Sam Turner was already aboard and I joined him on the mess deck for a pot of tea, a fag and a natter.  The mess deck was right in the fore part of the ship, two decks below the flight deck.  It occupied the full width of the ship about 40 feet wide at that point and was roughly square except that it occupied three sides of a structure that housed the ammunition conveyor mechanism to the deck above where the ship’s anti-aircraft guns were located.

A rough drawing shows the layout.

It must be borne in mind that wherever there was access through compartments or between decks via ladders there was a sealable hatch which meant that the door or hatch cover when closed was capable of being fastened by a series of handles around the edge which could be operated from either side.  Ship safety meant that some hatches were closed all the time so that to pass from one compartment to another one had to unfasten the door handles and refasten them after you.

A warship consists of a number of watertight compartments so that when at sea all hatches between decks and between one compartment and the next were left closed in this manner.  A bulkhead is an integral metal wall across the ship’s hull extending from floor to ceiling (deck to deck head in naval parlance) and the watertight doors provide the only way to pass from compartment to compartment.

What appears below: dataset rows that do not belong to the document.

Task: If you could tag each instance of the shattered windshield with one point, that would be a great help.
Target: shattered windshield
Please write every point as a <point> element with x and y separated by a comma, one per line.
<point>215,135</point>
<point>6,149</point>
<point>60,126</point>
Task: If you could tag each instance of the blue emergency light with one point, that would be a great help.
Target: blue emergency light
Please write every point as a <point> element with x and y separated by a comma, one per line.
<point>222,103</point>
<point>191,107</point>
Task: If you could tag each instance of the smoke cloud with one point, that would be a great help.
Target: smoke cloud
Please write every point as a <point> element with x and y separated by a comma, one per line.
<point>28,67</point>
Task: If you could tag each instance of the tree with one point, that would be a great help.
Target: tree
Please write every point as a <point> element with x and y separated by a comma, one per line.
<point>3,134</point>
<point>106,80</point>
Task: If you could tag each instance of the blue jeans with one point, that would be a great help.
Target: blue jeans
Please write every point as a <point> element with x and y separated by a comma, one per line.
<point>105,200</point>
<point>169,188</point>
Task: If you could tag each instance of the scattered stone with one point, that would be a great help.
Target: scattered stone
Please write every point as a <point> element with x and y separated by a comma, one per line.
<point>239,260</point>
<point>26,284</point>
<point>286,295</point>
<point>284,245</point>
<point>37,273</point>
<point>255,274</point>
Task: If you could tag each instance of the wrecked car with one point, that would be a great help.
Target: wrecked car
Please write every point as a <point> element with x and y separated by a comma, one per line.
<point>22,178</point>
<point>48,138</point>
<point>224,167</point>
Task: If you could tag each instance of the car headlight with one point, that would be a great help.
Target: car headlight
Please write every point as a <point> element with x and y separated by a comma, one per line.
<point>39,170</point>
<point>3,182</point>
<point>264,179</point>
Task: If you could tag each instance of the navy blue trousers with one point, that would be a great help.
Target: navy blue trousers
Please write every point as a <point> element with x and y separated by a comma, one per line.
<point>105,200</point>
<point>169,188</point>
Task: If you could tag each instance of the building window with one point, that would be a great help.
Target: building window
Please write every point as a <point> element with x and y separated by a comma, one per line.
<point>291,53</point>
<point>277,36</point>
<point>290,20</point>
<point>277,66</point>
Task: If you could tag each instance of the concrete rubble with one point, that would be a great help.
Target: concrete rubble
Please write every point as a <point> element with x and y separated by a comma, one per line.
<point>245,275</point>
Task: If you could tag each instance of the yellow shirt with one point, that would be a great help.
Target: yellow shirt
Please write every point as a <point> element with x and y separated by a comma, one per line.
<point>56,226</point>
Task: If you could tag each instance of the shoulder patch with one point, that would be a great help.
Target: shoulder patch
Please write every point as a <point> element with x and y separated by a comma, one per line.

Within our Squadron’s compartment (mess deck) were two rows of tables and benches, three on each side i.e. one port and one starboard.  Each table with a bench on either side was about 12 feet long and 3 feet wide.  Each table had a mess number and accommodated 10-12 men.  Here one lived; mealtimes you sat 5 or 6 on each side of the table.  Here you wrote letters, kept your clothes clean and pressed, smoked, talked or read.  When it came time to sleep hammocks had to be strung from rails across the deck head above.  A bank of small lockers was where you kept your belongings such as they were.